Since the early data did not contain any patients treated with dual HER2 blockade, we have randomly selected six HER2⁺ patients treated with this regimen from the current study and added these six datasets to the training data. For each random selection, the total of patients in training was 38 (32 from the early data and 6 from this study) and testing was 16 from this study. A total of 6 out of 11 random selections result in 462 combinations of paired training and testing datasets for each group of predictors, and the mean of 462 AUC values was used to evaluate the training and testing results of each prediction model. Each pair of training and testing ROCs was generated using a threshold of 0.5. This was used to separate responders (> 0.5) and nonresponders (≤ 0.5) for each prediction model output. We also used the 462 AUC values to construct the 95% confidence interval (CI) for the mean AUC for each model using a binomial formula. These confidence intervals can provide summary information on comparisons of the different models in terms of their AUC values. For example, if model I has a higher mean AUC than model II, and if their corresponding confidence intervals do not overlap, then this is an indication that model I may have a higher prediction power than the model II in terms of the AUC criterion. However, this interpretation should be understood with the caveat that the 462 values are not true random samples.

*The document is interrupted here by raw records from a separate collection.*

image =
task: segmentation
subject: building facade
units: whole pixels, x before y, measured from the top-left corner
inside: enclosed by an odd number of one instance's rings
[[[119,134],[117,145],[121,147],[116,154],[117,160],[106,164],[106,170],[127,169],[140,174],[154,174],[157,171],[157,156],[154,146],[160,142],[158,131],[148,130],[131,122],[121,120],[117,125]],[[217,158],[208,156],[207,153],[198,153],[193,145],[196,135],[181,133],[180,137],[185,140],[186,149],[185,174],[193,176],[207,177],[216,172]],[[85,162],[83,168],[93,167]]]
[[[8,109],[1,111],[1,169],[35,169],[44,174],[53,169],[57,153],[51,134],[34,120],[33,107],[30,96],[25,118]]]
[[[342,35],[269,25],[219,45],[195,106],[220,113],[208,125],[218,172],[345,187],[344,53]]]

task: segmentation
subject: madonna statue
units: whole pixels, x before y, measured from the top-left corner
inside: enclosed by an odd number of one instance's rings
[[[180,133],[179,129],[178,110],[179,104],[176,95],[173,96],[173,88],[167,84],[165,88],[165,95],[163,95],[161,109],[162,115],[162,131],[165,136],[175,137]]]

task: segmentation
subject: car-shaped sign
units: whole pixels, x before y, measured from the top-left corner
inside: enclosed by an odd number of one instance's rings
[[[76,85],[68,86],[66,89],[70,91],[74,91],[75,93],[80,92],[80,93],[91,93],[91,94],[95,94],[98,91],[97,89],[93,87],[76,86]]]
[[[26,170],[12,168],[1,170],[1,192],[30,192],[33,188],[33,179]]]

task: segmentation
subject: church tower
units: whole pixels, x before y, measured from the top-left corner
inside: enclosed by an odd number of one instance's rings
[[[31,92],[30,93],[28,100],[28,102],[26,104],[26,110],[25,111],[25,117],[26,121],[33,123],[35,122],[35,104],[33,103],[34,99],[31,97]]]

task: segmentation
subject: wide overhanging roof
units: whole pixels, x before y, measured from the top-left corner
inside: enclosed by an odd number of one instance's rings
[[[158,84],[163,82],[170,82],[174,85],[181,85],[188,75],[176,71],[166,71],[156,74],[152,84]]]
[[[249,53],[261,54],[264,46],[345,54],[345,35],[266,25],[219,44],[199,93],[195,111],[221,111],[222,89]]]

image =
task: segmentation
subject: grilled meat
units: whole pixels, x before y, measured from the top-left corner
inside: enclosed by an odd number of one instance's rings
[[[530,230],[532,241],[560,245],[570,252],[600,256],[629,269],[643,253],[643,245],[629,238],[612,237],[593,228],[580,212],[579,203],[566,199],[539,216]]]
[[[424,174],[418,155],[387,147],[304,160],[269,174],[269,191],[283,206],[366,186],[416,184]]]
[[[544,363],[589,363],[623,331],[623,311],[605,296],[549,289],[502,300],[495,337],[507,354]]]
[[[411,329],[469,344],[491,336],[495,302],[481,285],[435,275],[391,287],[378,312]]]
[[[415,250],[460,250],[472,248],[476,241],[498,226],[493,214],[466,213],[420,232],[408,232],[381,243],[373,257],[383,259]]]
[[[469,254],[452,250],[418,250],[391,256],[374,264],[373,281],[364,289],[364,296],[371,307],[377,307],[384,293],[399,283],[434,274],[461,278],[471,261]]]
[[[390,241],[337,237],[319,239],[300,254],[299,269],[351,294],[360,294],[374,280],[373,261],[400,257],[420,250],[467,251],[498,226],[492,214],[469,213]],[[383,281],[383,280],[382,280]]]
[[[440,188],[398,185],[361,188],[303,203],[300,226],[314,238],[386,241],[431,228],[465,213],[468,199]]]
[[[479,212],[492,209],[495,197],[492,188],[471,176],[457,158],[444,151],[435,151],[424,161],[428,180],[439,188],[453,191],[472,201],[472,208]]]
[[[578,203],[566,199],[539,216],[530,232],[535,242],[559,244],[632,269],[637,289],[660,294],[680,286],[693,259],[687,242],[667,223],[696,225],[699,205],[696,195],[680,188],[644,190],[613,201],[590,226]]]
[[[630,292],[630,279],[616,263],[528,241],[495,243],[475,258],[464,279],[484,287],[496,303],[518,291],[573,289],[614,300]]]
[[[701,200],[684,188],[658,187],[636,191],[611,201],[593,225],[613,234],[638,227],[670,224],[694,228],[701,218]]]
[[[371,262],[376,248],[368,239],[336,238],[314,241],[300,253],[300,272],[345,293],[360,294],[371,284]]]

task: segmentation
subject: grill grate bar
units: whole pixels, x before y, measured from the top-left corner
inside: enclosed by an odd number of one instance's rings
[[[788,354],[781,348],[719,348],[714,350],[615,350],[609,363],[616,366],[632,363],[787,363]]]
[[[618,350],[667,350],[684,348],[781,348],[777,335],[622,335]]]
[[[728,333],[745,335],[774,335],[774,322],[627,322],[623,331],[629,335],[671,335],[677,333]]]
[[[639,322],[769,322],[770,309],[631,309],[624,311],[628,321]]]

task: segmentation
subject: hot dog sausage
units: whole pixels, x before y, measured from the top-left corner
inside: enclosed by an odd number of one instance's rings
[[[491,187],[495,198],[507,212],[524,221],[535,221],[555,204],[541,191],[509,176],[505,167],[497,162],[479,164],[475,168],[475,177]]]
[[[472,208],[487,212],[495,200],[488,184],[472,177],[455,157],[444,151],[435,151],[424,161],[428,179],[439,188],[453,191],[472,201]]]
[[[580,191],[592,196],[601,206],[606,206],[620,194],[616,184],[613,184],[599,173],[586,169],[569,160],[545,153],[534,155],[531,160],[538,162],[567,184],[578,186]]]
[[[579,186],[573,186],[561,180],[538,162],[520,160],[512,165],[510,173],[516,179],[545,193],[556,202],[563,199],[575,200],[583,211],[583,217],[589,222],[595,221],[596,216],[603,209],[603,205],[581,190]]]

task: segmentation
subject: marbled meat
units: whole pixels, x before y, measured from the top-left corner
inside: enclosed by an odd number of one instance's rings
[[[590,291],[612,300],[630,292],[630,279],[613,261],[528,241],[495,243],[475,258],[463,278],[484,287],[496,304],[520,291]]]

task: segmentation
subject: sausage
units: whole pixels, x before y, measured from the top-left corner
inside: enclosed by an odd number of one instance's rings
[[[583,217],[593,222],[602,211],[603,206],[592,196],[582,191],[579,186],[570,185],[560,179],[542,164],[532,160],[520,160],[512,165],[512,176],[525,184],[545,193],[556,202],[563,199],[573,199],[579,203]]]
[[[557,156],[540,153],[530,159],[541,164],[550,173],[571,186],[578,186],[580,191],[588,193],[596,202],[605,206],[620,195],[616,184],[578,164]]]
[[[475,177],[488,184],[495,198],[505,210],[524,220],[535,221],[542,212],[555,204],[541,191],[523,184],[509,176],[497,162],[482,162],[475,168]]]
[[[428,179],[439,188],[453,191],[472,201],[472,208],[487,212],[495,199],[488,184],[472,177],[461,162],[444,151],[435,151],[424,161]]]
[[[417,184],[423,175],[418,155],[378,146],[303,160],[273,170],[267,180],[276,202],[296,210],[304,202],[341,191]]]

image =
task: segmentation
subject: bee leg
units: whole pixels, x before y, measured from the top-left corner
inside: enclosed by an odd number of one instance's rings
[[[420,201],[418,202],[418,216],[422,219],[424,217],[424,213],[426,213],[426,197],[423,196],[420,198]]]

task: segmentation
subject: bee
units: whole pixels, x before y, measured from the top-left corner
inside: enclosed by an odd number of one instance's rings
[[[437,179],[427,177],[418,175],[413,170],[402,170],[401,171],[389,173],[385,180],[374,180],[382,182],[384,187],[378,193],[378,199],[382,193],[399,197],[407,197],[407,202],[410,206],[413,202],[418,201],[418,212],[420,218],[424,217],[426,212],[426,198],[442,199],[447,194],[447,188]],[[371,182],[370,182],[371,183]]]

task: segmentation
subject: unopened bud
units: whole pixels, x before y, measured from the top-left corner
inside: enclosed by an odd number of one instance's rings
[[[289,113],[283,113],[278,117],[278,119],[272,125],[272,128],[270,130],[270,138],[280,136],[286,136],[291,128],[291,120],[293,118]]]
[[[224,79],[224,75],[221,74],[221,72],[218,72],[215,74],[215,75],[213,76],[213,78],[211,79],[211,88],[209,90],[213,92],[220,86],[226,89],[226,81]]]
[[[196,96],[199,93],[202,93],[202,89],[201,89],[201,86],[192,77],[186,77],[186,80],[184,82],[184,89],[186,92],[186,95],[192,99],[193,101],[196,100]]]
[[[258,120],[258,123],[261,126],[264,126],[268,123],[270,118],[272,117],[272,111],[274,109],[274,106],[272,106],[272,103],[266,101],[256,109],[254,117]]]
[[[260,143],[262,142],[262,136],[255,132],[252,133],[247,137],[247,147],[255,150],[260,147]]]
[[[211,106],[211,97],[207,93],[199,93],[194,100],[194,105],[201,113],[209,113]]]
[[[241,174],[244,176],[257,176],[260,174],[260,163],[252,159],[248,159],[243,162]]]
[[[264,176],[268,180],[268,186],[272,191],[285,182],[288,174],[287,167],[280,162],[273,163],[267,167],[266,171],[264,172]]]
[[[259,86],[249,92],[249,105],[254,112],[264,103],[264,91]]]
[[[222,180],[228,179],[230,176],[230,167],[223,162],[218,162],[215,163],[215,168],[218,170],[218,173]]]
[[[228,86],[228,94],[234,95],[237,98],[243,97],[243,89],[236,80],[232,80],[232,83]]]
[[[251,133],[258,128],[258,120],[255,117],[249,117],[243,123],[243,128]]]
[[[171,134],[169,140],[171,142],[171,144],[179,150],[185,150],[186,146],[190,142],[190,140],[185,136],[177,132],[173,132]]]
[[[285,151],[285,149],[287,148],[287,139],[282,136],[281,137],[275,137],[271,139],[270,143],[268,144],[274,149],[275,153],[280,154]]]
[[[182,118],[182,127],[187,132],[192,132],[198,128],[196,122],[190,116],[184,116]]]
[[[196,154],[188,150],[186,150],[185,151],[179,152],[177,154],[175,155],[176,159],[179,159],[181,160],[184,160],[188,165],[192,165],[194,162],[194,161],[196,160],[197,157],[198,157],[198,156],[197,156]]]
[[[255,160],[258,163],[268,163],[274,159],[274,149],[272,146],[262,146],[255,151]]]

To select the independent predictors, Spearman’s rho was evaluated between each predictor and Miller-Payne grade and between each pair of predictors. Spearman’s rho is more appropriate for assessing the relationship for both continuous and discrete variables. Note that both training and testing data were combined to assess the predictors and the Spearman’s rhos reported in this section are from the entire cohort of both earlier and new data (Table 2). To compute rho, the tumor HER2, ER, and TN status were coded as: 1 for TN and 0 for otherwise; 1 for HER2⁺ and 0 for HER2^–; and 0 for ER⁺ and 1 for ER^–. Note that 1 presents increased probability of achieving pCR and 0 otherwise.

Both HER2 and ER are highly correlated with Miller-Payne grade (rho = 0.45, P < 0.001; rho = 0.29, P = 0.035) and are independent of each other (rho = 0.01, P = 0.928); thus, they were selected as predictors. TN tumors did not have a significant correlation with Miller-Payne grade (rho = 0.124, P = 0.362). However, TN was selected as a predictor because it is used clinically to characterize this group of patients. Among tumor pathological parameters, NS is a traditional pathological variable used by oncologists to predict response. NS is highly correlated with mitotic counts (rho = 0.82, P < 0.001). Thus, only NS was selected as an independent pathological predictor and used in each HER2, ER, and TN subtypes to predict response.Baseline tHb and %tHb changes measured during first three treatment cycles are highly correlated with Miller-Payne grade ( see Table 2) and were selected to assess the optimal time window to predict response.

A two-sample two-sided t test was used to calculate the statistical significance for comparisons between responder groups, and a difference with a P value of 0.05 was considered significant. The t test was also used to test the difference between AUCs of different prediction models when their 95% CIs overlapped. Minitab 17 software (Minitab, State College, PA) was used for statistical calculations.